← Back to Catalog
Agent Skill

rag-eval

Replace eyeballing with structured RAG sweeps that track cost and quality.

Iterate on RAG systems with structured evals instead of eyeballing. Runs cost-aware sweep grids, ranks variants, and returns structured feedback on architecture, stack, and likely issues.

What it does

Replaces the “tweak, squint, swap model, burn credits” loop with a structured eval pipeline. Runs a grid of retrieval variants against a human-labeled gold set, ranks them by a cost-aware score, and returns concrete next experiments.
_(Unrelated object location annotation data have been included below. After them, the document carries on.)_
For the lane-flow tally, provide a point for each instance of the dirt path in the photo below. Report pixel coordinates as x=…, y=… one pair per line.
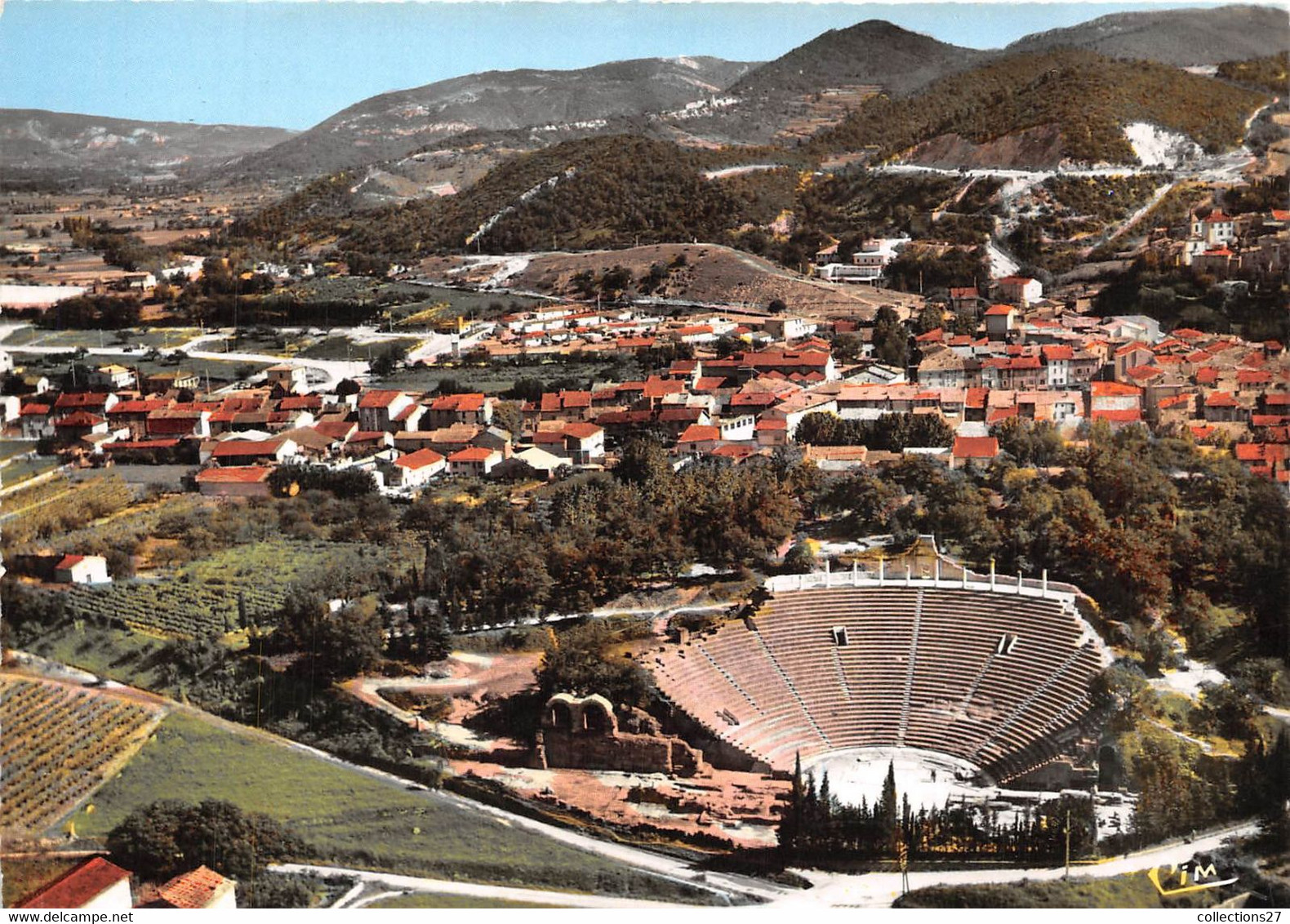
x=398, y=886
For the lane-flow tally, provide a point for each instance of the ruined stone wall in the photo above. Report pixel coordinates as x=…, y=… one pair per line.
x=578, y=735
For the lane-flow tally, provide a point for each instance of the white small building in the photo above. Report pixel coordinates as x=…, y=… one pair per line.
x=416, y=469
x=111, y=377
x=289, y=379
x=82, y=570
x=1216, y=229
x=96, y=884
x=1021, y=291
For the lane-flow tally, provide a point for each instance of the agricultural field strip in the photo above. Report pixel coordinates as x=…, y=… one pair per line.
x=202, y=597
x=58, y=745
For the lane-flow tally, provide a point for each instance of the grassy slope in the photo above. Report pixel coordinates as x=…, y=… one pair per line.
x=347, y=817
x=420, y=900
x=1132, y=891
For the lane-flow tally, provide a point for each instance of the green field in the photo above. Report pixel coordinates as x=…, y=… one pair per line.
x=115, y=653
x=342, y=348
x=21, y=470
x=1130, y=891
x=347, y=817
x=202, y=597
x=433, y=900
x=113, y=340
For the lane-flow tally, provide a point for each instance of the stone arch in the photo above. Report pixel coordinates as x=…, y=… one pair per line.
x=562, y=711
x=598, y=715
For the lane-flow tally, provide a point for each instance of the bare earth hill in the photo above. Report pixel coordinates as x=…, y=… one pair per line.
x=393, y=126
x=38, y=140
x=710, y=275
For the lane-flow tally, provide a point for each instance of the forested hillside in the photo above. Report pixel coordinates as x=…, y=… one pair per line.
x=1268, y=73
x=1089, y=97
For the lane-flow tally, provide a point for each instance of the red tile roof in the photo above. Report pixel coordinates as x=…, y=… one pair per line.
x=1114, y=389
x=582, y=431
x=418, y=460
x=84, y=399
x=464, y=403
x=378, y=398
x=976, y=446
x=474, y=455
x=244, y=448
x=1130, y=415
x=234, y=475
x=194, y=890
x=700, y=433
x=336, y=430
x=119, y=446
x=78, y=886
x=79, y=419
x=300, y=403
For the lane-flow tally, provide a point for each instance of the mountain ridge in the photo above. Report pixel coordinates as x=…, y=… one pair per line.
x=1179, y=37
x=46, y=140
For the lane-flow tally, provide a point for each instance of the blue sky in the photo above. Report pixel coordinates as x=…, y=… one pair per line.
x=295, y=64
Learns from prior runs so you never re-test a rejected variant.

Key features

  • Cost-aware scoring — Ranks variants by quality x (1 / log(1 + cost)), so cheap-and-good beats expensive-and-slightly-better.
  • Session ingest — Extracts signals from prior Claude Code transcripts or Fathom meetings without pasting 100k tokens of noise.
  • Stack audit — Inspects your repo, vector store, and chunking strategy against an evidence-based checklist before proposing experiments.
  • Budget guardrails — Hard dollar cap per sweep. Halts mid-run if budget is reached. Always confirms cost estimate before executing.
  • Iterative memory — Reads history.jsonl across runs to surface patterns and avoid re-testing dead ends.
  • Gold set bootstrapping — If you don’t have labeled data, generates a starter set from your corpus for human review.

When to use

When you’re tuning a RAG pipeline and want structured experiments instead of gut-feel adjustments. Also when eval costs are climbing with no clear signal of improvement.